Notre pays serait alors un vecteur crédible de la réunion des forces européennes, essentielle dans le contexte stratégique de basculement de la puissance vers l'Asie.

Face à cet enjeu, votre budget est un budget d'attente. Nous pouvons dire, monsieur le ministre, qu'en maintenant les crédits à 31,4 milliards d'euros, vous préservez le champ des possibles, et c'est une bonne chose. Le véritable rendez-vous sera celui de la prochaine loi de programmation militaire. S'agissant du programme 178, action 4, les autorisations d'engagement sont en augmentation de 5,7 % ; les crédits de paiement sont en baisse de 0,8 %.

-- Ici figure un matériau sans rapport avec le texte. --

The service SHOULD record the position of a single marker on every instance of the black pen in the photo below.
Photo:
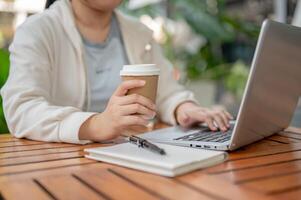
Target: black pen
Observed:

Je note des points positifs : l'arrivée des premiers A400M, tant attendus, et le lancement du programme d'avions ravitailleurs en vol, fondamental, comme l'opération Harmattan l'a démontré.

En revanche, je souhaite exercer mon devoir d'alerte. D'abord sur les effectifs, la formation et l'entraînement des forces de l'armée de l'air : nous atteignons l'étiage. Nous ne pourrons plus diminuer les moyens qui y sont consacrés, au-delà de ce qui est prévu par la présente loi de programmation militaire, sans toucher à la compétence de nos militaires. Ensuite sur les équipements : autant j'ai salué les efforts qui avaient été faits, autant j'estime que le risque de rupture capacitaire existe toujours, en matière de transport, de ravitaillement. Je pense aussi au sujet, moins évoqué, de la surveillance du territoire, aux moyens anti-missiles sol-air et aux drones, dont a parlé notre collègue Le Déaut.

Il s'agit d'un budget d'attente. J'ai donc proposé à la commission ce qui ressemblerait à un vote d'attente, dans la perspective de la prochaine loi de programmation : l'abstention.

La France a été capable du meilleur et du pire. Elle a connu l'impréparation de 1870, les erreurs de 1914, le drame de 1940. Mais elle a connu aussi la grande période gaullienne, avec la construction de notre dissuasion, les choix courageux de Jacques Chirac, avec la professionnalisation des forces. Nous sommes confrontés à des choix de même ampleur. J'espère, monsieur le ministre, que vous pourrez les porter comme il convient, pour la France, pour son rang et pour sa crédibilité. (Applaudissements sur les bancs du groupe UMP.)